Par Colin Cyvoct · L'ŒIL

Le 23 septembre 2009 - 396 mots

Un siècle et demi après sa mort, la carrière du peintre anglais William Turner (1775-1851) soulève toujours de nombreuses interrogations.

Cet homme aux origines modestes, au caractère renfermé et peu engageant, est aujourd’hui considéré comme un audacieux précurseur de l’impressionnisme et de l’art abstrait, tant certaines de ses « œuvres inachevées » évoquent irrésistiblement des toiles de Monet ou de Rothko.

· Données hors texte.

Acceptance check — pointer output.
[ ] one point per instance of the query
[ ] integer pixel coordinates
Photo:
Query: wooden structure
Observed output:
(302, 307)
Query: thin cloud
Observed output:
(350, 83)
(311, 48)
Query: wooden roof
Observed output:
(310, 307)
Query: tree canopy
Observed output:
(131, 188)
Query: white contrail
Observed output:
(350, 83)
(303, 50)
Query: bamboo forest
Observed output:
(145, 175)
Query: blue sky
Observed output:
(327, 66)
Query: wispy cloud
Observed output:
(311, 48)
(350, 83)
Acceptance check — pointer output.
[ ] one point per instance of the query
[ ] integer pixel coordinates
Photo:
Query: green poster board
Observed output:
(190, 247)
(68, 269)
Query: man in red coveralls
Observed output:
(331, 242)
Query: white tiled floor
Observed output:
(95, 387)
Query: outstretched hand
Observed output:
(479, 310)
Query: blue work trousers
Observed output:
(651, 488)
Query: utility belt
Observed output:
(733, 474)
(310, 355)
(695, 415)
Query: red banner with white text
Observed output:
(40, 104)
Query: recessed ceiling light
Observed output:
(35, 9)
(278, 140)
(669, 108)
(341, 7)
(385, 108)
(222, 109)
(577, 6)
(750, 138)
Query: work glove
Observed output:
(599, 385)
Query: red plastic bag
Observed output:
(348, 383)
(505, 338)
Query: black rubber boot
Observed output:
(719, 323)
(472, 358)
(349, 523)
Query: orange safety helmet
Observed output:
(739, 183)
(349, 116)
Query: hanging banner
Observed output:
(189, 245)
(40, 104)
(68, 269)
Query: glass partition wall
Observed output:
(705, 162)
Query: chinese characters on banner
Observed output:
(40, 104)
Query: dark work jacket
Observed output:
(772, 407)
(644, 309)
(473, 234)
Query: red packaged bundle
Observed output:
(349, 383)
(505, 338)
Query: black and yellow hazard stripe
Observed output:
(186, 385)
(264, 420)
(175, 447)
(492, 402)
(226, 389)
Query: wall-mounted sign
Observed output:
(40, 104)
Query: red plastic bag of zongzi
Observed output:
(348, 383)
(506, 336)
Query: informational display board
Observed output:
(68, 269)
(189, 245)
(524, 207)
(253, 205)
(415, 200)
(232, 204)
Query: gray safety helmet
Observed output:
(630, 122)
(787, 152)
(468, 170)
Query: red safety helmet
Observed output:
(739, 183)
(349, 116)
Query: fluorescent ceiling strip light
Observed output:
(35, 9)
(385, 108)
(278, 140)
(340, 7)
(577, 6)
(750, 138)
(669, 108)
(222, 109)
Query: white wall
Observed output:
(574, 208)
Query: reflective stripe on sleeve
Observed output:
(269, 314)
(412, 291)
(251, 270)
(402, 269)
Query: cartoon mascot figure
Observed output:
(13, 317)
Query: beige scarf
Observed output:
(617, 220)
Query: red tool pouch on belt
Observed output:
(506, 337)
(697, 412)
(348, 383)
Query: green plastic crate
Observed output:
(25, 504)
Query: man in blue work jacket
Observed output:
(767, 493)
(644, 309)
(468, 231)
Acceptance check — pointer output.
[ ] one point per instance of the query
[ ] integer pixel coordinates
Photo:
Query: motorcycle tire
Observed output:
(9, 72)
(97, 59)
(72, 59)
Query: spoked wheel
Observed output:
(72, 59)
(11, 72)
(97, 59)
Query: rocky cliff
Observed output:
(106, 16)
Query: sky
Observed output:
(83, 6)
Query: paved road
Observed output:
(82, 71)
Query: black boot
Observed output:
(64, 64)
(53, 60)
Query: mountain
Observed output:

Le jeune peintre eut pourtant un début de parcours totalement conformiste. Accueilli au sein de la prestigieuse et très conservatrice Royal Academy dès l’âge de vingt-sept ans, il y enseignera la perspective durant plus de vingt ans, tout en poursuivant une brillante carrière qui lui apportera richesse et célébrité. L’exposition « Turner et les maîtres » à la Tate Gallery permet d’appréhender les relations complexes qu’entretenait l’artiste avec ses pairs des siècles passés. Contemplant pour la première fois L’Embarquement de la reine de Saba de Claude Lorrain, le jeune Turner fondit en larmes, bouleversé par la crainte de ne pouvoir « jamais rien peindre d’égal à cela ». Cinquante ans plus tard, parvenu au faîte de la reconnaissance, il léguait à la National Gallery tout son fonds d’atelier, à la condition non négociable que deux de ses toiles : Didon construisant Carthage et Lever de soleil dans la brume soient accrochés aux côtés de deux tableaux de Claude Lorrain : L’Embarquement de la reine de Saba et Le Mariage d’Isaac et de Rébecca ! Pensait-il avoir égalé sinon surpassé l’un de ceux qui l’avaient le plus fortement impressionné ? La confrontation entre son Paysage : femme avec un tambourin daté de 1845, et le Paysage avec l’arche de Titus du Lorrain réalisé deux siècles auparavant est éloquente. Le Français a peint son paysage à contre-jour, seul le ciel est violemment éclairé par le soleil couchant. Turner reprend à peu près la même disposition des éléments du paysage, mais il inonde sa toile d’une luminosité forte et diffuse qui absorbe les contours des arbres et des collines. Jamais il n’a craint de se confronter avec les grands classiques qu’il admirait : Rembrandt, Van de Velde le Jeune, Poussin, Canaletto, ou avec son contemporain John Constable. Avec une constante : tendre vers toujours plus d’abstraction, lier en une même énergie le mystère de la couleur et celui de la lumière.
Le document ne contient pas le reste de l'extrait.